Expecting them to work, or do house chores that have physical demands that are beyond their capacity

Expecting them to take sides or become arbiters on a difficult relationship between parents or siblings

Expecting them to know better than what their age can comprehend

Expecting them to take care of the needs of their younger siblings even as there are parents or other adult guardians around

All these are normally going on without the adults, let alone the innocent children, detecting them.  I see the effects of these early demands on children, show up in people who have very high levels of anxiety towards the unfairness of life.  As adults, these kids turn out to have inordinate demands for retribution from the relationships they currently have to negotiate.  These demands are drawn more from early deficits or injustices experienced during childhood, rather than the current realities they face.

When is it okay to treat a child like an adult?

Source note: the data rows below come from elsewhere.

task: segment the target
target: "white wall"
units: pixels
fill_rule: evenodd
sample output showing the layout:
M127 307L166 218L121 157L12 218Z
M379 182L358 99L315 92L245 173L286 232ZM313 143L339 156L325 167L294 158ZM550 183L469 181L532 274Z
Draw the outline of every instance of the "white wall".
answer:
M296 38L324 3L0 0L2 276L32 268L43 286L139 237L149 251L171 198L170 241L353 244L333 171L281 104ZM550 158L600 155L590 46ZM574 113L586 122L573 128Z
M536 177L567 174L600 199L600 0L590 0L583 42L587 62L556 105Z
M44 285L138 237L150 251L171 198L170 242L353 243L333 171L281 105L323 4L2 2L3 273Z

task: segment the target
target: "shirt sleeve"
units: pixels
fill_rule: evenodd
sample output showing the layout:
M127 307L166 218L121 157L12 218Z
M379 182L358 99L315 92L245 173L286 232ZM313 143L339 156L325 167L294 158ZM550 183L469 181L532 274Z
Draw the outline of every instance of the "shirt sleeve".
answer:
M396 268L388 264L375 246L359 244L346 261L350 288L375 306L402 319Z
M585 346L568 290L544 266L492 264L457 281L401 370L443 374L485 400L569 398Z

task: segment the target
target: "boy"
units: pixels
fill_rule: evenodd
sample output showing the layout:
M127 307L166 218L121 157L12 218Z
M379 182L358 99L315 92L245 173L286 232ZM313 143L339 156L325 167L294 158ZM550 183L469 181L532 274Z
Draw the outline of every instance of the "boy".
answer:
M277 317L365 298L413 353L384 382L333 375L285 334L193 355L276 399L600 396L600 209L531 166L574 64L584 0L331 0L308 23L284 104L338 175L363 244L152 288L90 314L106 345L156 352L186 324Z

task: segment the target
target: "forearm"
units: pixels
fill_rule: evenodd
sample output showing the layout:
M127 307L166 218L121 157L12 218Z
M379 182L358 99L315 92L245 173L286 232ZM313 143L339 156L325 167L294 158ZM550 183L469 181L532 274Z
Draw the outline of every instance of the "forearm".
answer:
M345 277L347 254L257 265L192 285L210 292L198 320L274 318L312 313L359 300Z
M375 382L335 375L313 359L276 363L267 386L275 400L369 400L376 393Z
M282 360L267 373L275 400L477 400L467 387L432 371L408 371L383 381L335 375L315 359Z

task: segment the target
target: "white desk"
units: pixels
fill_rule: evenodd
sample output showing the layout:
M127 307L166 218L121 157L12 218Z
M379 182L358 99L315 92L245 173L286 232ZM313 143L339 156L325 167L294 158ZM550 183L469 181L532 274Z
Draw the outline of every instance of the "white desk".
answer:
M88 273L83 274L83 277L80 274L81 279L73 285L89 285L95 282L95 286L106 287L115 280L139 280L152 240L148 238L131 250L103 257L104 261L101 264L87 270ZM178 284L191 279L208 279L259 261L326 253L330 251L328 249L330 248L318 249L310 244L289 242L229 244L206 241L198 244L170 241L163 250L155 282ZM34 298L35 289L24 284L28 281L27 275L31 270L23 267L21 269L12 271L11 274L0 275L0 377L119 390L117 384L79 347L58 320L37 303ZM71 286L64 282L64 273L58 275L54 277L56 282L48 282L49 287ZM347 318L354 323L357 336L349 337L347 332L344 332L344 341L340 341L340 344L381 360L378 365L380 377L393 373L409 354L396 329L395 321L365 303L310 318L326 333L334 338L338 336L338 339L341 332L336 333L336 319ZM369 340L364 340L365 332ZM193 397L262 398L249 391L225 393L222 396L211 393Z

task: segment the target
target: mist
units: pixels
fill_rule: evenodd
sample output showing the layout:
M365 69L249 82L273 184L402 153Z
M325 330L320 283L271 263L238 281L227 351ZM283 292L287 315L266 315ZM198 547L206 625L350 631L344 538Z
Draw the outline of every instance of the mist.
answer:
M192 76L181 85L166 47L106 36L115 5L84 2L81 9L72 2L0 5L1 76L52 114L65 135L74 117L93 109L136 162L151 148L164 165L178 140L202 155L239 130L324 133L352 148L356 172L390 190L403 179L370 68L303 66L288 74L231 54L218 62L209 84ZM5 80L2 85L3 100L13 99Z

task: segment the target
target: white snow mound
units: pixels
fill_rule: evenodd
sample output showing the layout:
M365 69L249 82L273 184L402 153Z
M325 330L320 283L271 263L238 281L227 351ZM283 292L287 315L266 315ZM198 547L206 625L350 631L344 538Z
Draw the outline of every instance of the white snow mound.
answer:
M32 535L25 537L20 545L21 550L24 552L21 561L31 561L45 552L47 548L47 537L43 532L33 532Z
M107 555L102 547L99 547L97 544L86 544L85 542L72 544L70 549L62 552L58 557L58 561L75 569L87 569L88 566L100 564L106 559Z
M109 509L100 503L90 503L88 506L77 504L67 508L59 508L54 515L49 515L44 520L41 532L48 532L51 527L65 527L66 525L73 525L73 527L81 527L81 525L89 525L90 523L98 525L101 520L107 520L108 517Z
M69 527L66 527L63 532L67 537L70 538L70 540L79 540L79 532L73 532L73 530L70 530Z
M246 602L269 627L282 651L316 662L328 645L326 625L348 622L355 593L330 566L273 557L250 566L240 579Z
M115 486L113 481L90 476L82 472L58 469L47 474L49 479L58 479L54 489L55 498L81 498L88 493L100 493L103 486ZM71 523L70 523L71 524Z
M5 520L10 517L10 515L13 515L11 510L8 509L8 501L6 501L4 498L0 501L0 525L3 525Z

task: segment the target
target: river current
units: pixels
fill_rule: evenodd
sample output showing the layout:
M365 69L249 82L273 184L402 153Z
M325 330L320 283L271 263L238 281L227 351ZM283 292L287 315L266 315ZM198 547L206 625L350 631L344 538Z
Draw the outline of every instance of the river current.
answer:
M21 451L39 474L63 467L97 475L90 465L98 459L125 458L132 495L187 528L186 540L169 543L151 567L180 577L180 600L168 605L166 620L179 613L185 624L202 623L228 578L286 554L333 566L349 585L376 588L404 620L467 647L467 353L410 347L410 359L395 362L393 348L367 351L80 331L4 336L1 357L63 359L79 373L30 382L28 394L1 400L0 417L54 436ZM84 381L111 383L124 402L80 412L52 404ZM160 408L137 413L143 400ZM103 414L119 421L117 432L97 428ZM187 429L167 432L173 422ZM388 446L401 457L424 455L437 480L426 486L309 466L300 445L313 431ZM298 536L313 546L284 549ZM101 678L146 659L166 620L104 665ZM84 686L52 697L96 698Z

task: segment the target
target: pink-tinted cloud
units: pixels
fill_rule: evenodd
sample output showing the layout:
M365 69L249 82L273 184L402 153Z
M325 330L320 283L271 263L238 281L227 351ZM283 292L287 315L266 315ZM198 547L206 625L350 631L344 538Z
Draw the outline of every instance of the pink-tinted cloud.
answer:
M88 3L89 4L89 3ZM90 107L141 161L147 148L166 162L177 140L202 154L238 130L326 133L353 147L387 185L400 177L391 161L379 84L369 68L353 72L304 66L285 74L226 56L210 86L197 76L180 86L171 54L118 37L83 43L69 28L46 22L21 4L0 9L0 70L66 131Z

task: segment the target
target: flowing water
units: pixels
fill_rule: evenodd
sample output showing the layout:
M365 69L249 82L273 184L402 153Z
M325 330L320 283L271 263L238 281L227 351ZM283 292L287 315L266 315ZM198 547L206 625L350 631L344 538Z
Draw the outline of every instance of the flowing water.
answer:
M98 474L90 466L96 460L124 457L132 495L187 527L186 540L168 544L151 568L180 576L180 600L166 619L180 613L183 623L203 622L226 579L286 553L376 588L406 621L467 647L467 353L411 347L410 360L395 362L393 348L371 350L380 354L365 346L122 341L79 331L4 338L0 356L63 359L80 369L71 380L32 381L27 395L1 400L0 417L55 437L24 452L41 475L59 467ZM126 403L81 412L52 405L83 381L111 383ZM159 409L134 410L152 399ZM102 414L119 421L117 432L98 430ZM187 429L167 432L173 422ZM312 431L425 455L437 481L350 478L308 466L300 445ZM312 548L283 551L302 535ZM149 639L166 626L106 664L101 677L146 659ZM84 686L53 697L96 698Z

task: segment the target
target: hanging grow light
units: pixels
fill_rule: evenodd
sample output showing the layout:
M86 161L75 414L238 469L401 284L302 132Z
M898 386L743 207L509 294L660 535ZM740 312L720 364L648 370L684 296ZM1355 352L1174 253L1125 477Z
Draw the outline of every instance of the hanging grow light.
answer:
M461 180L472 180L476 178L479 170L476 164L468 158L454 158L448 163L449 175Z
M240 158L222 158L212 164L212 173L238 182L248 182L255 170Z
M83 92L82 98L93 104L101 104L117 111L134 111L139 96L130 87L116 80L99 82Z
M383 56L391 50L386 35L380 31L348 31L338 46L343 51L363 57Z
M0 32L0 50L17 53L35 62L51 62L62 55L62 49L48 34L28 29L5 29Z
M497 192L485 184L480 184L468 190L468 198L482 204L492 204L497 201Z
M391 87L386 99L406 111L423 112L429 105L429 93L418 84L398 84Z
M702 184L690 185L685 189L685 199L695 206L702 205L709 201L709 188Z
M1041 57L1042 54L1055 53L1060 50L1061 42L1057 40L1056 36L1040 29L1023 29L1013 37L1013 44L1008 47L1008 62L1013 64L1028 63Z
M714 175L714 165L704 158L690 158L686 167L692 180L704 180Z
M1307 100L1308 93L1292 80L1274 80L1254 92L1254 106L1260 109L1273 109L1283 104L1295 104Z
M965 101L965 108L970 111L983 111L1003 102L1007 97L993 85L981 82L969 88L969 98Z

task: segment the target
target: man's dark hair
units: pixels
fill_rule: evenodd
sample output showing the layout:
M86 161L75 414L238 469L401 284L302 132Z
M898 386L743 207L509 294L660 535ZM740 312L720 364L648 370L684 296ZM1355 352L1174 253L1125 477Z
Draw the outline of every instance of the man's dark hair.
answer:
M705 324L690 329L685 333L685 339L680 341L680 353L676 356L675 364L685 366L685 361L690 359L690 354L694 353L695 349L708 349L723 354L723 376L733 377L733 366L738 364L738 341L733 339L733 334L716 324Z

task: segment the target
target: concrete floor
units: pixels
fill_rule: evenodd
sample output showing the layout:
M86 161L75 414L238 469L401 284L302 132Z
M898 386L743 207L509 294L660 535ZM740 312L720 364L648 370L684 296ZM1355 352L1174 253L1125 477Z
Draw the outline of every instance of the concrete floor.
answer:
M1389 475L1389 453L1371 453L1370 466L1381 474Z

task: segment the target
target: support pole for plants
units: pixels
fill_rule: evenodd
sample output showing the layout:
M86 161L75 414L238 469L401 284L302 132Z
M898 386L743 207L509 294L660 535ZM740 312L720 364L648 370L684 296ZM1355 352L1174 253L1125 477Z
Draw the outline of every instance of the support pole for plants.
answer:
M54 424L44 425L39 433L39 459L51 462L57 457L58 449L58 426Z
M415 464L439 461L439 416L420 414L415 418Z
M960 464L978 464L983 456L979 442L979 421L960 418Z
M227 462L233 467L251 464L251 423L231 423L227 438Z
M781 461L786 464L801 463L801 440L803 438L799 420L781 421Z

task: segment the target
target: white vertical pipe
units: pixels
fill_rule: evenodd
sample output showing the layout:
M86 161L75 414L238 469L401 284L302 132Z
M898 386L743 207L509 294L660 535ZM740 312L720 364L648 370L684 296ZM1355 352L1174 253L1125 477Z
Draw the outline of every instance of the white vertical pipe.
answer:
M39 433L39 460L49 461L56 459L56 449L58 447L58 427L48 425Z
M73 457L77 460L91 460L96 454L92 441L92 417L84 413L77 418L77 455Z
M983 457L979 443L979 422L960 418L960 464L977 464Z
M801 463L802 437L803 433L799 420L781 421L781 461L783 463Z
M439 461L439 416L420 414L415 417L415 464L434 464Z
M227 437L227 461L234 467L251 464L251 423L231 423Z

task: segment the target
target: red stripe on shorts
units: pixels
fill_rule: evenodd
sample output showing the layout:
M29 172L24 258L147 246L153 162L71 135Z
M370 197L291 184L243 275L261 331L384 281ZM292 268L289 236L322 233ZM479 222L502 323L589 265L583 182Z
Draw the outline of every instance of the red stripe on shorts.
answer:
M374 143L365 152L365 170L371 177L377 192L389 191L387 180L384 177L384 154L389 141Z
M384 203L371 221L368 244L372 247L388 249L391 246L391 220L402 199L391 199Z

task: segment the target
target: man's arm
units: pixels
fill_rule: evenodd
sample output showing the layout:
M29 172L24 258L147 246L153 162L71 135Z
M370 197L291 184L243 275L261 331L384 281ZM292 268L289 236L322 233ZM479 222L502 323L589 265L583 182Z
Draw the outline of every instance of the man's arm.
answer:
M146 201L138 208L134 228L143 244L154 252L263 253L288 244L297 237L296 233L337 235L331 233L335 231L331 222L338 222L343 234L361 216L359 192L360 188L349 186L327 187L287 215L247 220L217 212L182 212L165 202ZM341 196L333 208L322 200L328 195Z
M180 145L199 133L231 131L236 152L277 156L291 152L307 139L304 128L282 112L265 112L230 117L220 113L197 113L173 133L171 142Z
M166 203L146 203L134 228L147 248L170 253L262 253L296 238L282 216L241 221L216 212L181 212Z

Knowing how to stop and listen to a child when he or she wants to express something

Knowing when to tell a child to wait for a response

Knowing how to tell a child in an age appropriate manner, about difficult topics like human sexuality or death

Knowing what age appropriate skills a child needs to learn

Responding with wonderment and interest to a child’s observations about the world around

Offering the same respect to a child as one would offer another adult

These acts eventually translate into children who grow up confident of themselves, and who have a realistic appreciation of their abilities.  Shame becomes less of an issue, and kids are free to take initiative and experiment; unafraid of being themselves even when they choose to be different from the majority.

They also learn to treat others with respect and empathy, the way they learned it from the adults in their lives.  Kids can be skilled copycats.

Finally and most importantly, these kids see in the adults of their lives, how they can do the same for the next generation.  This is probably the greatest of all gratification for those of us who are slowly drifting towards the twilight of our lives.